URL getting truncated at 255 characters
I have a JavaScript widget which communicates with my Rails app by creating tags in the DOM. Every once in a while, I see a malformed request in my server logs, where the URL is truncated at 255 characters:
http://myapplication.example/mycontroller/1/myaction?hostname=www.mycustomer.example&request[param_a]=3&request[param_b]=1&request[param_c]=0&request[param_d]=0&request[param_开发者_StackOverflow社区e]=3&request[param_f]=1&request[param_g]=4&request[param_h]=0&request[param_i]=5&request
From Google and Stackoverflow (What is the maximum length of a URL in different browsers?), it looks like 255 characters is not a valid limit on URLs.
Here's what I know:
- This is a sporadic problem, it does not happen on ALL requests
- URL is truncated at 255 characters when this happens
- When this error happens, the user-agent is not recorded in the backtrace
Here's what I do NOT know:
- What types of browsers does this error occur on? Perhaps some mobile browser...
What's the best way to root cause this problem?
The best way to solve the Root Cause is to not make it a GET but a POST Request.
There is AFAIK no set limits on the length of a QueryString, so the real limit is all over the place. I know that 4000 is a limit on some web servers (can't remember if it was IIS or Apache and if it could be changed), but it is very possible that some browsers have much smaller limits. The fact that you don't get a user-agent could emphasize that it's a mobile browser, crawler or other application rather than a real browser.
POST requests are a bit more complex to do, but they can carry much bigger "payloads" and can be configured on the server side.
I'm not sure why it might be happening, RFC 2068 states:
Servers should be cautious about depending on URI lengths above 255 bytes, because some older client or proxy implementations may not properly support these lengths.
It could be the server mishandling the long GET params, or it could be that older browsers (possibly IE6), are truncating the params before sending them in the hopes that it might avoid failed requests by the server.
However, there is no limits on POST request lengths in any browser or server (that I am aware of), so this is likely a guaranteed working solution.

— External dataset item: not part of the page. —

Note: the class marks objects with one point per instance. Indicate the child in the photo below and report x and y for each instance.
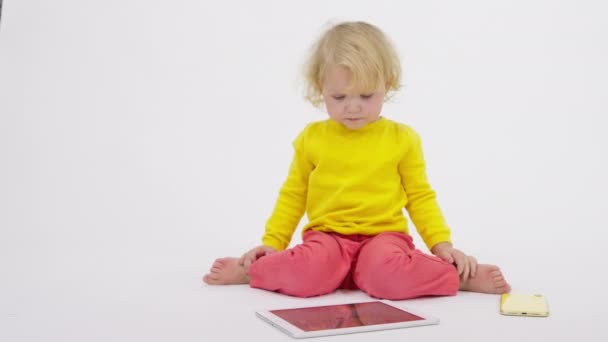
(353, 174)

Edit: This link states that certain browsers do impose limits on query string lengths, however they all seem to be fairly long. Perhaps mobile browsers limit the length to ~255 to conserve memory, as it's in a more limited quantity.
I've seen this happen in my access logs. There are a few very specific IPs that generate truncated requests. Looking at all traffic from these IPs shows that there are also non-truncated requests, which have user agent strings. Some of them have multiple user agent strings (though I haven't seen more than 2 uniques -- Safari 5.0.5/Mac 10.6.8 and IE 9.0/NT 6.1) show up within minutes of each other. Also, in all but 2 cases, I see a good request followed by a bad request approximately 50ms later, where the bad request is identical to the good request, but truncated at 255 bytes. The remaining 2 cases have the bad request before the good request. One of the IPs is from AT&T Worldnet suggesting that it could be a mobile gateway, but the others just appeared to be ISPs, universities or corporations.
I don't know what I can tell from this yet. It's highly unlikely to see Safari 5 and IE 9 show up from the same IP. The three possibilities are a Windows VM on Mac OSX, the IP is a gateway and that two different users made requests through it or that someone's messing with me. It seems kinda weird though that you'd get only two users coming through a gateway, and the visitor demographic for this particular site is unlikely to be running VMs (though it's not impossible), at least not for this particular task.
The fact that the truncated requests immediately follow the non-truncated request probably suggests something, but I don't know what that is. Could it be a plugin replaying the request or the NAT replaying the request? A transparent proxy?